#====================================================================#
# Title: Day 3                                                       #
# Name:  Your name here                                              #
#====================================================================#

#### Code ------------------------------------------------------------
# Run through this code on your own to practice what we covered in
# the slides. Today I've put it all in one script, so keep track of 
# where you are! You can always restart R and rerun to start from 
# scratch if you've messed anything up.

# Before you do anything, make sure you're starting in a fresh session.
# Restart R by going to Session -> Restart R
# You can make it so that this also clears your workspace (highly recommended)
# by going to Tools -> Global Options -> General -> Basic -> Workspace
# and unclicking "restore .RData" and switching the other option to "never"
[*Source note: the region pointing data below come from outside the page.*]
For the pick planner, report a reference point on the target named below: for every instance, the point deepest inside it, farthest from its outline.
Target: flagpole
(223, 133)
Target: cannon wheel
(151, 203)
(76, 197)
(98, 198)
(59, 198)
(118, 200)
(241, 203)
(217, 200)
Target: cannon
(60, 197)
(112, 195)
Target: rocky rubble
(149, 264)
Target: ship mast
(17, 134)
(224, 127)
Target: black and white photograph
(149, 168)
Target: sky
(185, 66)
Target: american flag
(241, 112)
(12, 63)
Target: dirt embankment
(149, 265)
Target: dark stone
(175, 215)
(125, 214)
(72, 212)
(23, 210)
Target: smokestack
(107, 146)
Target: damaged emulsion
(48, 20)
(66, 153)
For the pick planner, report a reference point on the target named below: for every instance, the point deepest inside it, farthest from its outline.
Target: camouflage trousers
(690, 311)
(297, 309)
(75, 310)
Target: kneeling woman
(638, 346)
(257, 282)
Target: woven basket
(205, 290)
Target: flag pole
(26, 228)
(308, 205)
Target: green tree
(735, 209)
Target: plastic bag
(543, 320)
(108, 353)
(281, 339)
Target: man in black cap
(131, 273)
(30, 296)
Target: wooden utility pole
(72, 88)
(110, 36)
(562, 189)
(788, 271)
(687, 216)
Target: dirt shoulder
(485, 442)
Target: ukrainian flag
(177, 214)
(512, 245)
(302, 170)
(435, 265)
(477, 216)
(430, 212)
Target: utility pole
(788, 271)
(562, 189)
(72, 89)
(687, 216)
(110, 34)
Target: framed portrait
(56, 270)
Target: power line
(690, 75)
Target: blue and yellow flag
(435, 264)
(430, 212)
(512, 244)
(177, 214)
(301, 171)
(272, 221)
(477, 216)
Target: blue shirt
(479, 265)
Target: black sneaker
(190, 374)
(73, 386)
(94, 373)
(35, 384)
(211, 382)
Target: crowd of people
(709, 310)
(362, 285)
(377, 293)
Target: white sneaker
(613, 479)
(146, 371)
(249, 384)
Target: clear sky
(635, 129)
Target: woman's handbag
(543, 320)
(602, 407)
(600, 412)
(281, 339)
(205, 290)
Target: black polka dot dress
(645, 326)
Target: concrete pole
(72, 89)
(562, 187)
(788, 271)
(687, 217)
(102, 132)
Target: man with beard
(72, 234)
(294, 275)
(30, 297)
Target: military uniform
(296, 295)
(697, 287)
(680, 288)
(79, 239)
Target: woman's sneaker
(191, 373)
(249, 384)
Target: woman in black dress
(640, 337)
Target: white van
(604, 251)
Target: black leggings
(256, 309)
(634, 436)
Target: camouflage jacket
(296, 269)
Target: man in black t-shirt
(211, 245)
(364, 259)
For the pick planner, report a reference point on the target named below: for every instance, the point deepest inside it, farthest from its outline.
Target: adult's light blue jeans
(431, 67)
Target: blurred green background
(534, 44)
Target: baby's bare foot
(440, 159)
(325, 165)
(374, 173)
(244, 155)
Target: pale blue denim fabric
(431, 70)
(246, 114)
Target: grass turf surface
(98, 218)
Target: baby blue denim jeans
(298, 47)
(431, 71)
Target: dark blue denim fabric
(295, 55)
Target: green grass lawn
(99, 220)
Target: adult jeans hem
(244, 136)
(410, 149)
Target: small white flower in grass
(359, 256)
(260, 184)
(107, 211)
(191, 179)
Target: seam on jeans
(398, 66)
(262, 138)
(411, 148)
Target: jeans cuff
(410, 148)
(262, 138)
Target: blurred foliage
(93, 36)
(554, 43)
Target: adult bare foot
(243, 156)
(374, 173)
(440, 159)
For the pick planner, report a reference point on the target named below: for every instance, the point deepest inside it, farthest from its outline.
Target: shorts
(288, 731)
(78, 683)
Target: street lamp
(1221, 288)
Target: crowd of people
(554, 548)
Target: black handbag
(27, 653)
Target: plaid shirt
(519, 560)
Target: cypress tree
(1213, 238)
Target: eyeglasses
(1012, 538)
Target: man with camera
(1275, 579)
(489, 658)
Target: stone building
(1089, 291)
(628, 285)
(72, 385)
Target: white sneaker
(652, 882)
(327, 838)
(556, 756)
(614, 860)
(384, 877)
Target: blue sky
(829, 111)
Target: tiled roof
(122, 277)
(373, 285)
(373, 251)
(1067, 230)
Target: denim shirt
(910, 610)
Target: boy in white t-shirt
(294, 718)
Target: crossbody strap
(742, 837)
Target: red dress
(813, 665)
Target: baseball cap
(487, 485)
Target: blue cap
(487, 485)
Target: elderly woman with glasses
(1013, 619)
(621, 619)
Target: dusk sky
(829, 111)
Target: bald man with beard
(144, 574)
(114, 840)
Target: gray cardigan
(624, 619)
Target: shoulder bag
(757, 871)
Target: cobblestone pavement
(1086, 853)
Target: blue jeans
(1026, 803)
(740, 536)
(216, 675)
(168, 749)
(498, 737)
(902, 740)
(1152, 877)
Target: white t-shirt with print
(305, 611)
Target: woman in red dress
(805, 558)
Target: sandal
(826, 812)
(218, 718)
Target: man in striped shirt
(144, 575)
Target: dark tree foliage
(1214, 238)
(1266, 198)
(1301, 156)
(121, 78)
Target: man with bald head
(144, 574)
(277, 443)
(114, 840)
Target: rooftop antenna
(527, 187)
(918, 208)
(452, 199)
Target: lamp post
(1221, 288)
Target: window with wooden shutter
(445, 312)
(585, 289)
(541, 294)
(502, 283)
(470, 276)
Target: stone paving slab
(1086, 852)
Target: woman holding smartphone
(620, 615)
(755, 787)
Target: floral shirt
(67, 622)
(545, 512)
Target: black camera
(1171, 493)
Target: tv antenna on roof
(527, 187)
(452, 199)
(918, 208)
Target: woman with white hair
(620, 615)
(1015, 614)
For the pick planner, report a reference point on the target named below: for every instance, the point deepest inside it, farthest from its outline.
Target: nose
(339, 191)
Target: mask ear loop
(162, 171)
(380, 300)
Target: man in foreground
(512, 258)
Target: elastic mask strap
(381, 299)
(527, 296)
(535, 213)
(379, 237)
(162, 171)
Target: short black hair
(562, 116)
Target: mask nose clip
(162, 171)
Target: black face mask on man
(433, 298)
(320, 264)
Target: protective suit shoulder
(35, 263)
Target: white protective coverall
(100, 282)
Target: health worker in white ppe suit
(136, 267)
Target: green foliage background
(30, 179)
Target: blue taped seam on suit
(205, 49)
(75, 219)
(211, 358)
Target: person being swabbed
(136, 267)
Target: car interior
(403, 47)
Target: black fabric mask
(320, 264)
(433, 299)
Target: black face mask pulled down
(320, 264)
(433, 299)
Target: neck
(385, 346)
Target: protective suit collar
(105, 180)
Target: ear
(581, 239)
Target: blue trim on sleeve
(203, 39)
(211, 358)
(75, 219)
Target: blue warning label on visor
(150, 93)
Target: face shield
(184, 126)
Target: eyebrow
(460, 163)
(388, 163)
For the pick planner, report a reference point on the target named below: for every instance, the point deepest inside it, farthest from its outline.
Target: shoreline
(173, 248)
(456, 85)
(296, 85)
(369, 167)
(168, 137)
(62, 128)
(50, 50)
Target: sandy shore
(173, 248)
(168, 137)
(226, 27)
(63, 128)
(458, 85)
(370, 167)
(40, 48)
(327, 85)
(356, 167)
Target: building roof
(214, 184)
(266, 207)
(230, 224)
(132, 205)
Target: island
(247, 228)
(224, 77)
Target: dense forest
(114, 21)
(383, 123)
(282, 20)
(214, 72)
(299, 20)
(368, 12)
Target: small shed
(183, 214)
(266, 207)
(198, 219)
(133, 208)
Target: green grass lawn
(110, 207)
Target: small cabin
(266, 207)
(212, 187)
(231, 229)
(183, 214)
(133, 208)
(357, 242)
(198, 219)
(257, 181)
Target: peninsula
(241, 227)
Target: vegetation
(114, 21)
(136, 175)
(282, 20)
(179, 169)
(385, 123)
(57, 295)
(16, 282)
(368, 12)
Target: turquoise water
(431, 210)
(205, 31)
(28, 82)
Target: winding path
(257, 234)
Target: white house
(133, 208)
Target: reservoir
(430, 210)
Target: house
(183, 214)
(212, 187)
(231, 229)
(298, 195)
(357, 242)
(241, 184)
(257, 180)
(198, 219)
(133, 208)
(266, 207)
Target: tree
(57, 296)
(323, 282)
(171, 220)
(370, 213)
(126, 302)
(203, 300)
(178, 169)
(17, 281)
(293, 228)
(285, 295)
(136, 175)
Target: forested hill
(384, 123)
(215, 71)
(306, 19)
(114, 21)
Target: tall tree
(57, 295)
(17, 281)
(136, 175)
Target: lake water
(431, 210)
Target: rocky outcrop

# Then we need to reload packages and data (same as last week)
library(tidyverse)
nlsy <- read_csv("nlsy_cc.csv")
colnames(nlsy) <- c("glasses", "eyesight", "sleep_wkdy", "sleep_wknd",
                    "id", "nsibs", "samp", "race_eth", "sex", "region", 
                    "income", "res_1980", "res_2002", "age_bir")

#### pipes -----------------------------------------------------

# compare:
nlsy2 <- mutate(nlsy, only = case_when(
  nsibs == 0 ~ "yes",
  TRUE ~ "no"))
nlsy3 <- select(nlsy2, 
                id, contains("sleep"), only)
only_kids <- filter(nlsy3, only == "yes")
only_kids

# to:
only_kids <- nlsy %>%
  mutate(only = case_when(
    nsibs == 0 ~ "yes",
    TRUE ~ "no")) %>%
  select(id, contains("sleep"), only) %>%
  filter(only == "yes")
only_kids

# instructions to follow in exercises
nlsy <- mutate(nlsy, slp_cat_wkdy = case_when(
  sleep_wkdy < 5 ~ "little",
  sleep_wkdy < 7 ~ "some",
  sleep_wkdy < 9 ~ "ideal",
  sleep_wkdy < 12 ~ "lots",
  TRUE ~ NA_character_))
missing_sleep <- filter(nlsy, is.na(slp_cat_wkdy))
missing_sleep <- select(missing_sleep, starts_with("slp"), 
                        contains("sleep"))
missing_sleep

#### Exercises 1 -----------------------------------------------------

# 1. Rewrite the code above using pipes. Make sure you get the same dataset when your code runs!
# Follow the instructions on the previous slide using pipes. (The code on the previous slide is provided in today's script.)
# Answer:
missing_sleep <- nlsy %>%
  mutate(slp_cat_wkdy = case_when(
    sleep_wkdy < 5 ~ "little",
    sleep_wkdy < 7 ~ "some",
    sleep_wkdy < 9 ~ "ideal",
    sleep_wkdy < 12 ~ "lots",
    TRUE ~ NA_character_
  )) %>%
  filter(is.na(slp_cat_wkdy)) %>%
  select(starts_with("slp"), contains("sleep"))
missing_sleep

# 2. Experiment with switching up the "order of operations". Can you complete
# the instructions in a different order and get the same result? Can you think
# of a situation when you might not be able to do so?
# Answer:
# We could switch around select and filter, since we are filtering based
# on one of the variables we were selecting. We could also move select to
# the beginning, since the variable we create only depends on variables
# we select.

#### summarize -----------------------------------------------------

summarize(nlsy, 
          med_age_bir = median(age_bir),
          cor_sleep = cor(sleep_wkdy, sleep_wknd),
          ten_pctle_inc = quantile(income, probs = 0.1),
          ninety_pctle_inc = quantile(income, probs = 0.9))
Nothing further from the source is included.